There was no alarm. Nigerian pilots are used to blind flights. There were no crashes too. Is this the attitude of the government that will lead Nigeria to be one of the top 20 economies in the next 12 years? This extent of disinterestedness simply boggles the mind.

Nigeria daily acts as if it has a covenant with primitiveness. Apparently, it is nothing to be ashamed of, as we trumpet our readiness to be a world leader in 2020. It is stultifying.

Less ambitious countries are doing better. How can a country’s prime airport run for hours without electricity, without radars? There are no queries because the authorities know they are guilty of similar unseriousness that endangers the lives of millions of Nigerians on land, sea, air and at home.

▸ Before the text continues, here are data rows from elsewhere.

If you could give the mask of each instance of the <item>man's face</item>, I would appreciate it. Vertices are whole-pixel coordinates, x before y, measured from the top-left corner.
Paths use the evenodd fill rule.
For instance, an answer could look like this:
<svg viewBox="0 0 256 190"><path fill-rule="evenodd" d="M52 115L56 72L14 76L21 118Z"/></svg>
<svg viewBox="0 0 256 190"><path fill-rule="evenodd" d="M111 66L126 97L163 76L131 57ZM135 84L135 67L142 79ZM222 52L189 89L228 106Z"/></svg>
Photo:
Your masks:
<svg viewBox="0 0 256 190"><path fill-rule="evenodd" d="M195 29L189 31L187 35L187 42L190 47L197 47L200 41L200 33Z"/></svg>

This incident would pass like the ones before it without any remedy. Had there been an accident, the government would gleefully set up an enquiry, throw words about on how unacceptable the situation was and absentmindedly promise to punish those responsible for the disgrace.

Nigerians are sick of these pretences. Governments that care for their people do their best to protect them. They would not be carefree over issues like air safety, since they realise the importance of air travel to the economy. They would be embarrassed to witness the deaths of their citizens, whose only offence would be that they travelled by air.

The unimportance of the security of lives has long been stated. Repairs on the runways of the airports in Lagos, Nigeria ’s busiest gateway, have not been finished after four years.

From the air, rested equipment testifies to an abandoned contract. In past five years, the Federal Government refused to fund the repairs and resorted to cosmetic measures to assure the world the runways were working.

At the height of the embarrassment, uncertainty pervaded scheduled flights to Lagos . Three years ago, management guru, Tom Peters, cancelled lectures billed for Lagos and Port Harcourt because nobody was sure if his plane could land.

What was the government’s response? It immediately amassed some diplomats on the tarmac of the Lagos airport to prove the runways were in order. The same runways are still in limbo. Today, one runway serves the local and international airports, resulting in normal delays of over 30 minutes for domestic flights, some of which last less than an hour. Who cares?

Perhaps air safety needs to be among government’s seven-point agenda to get attention.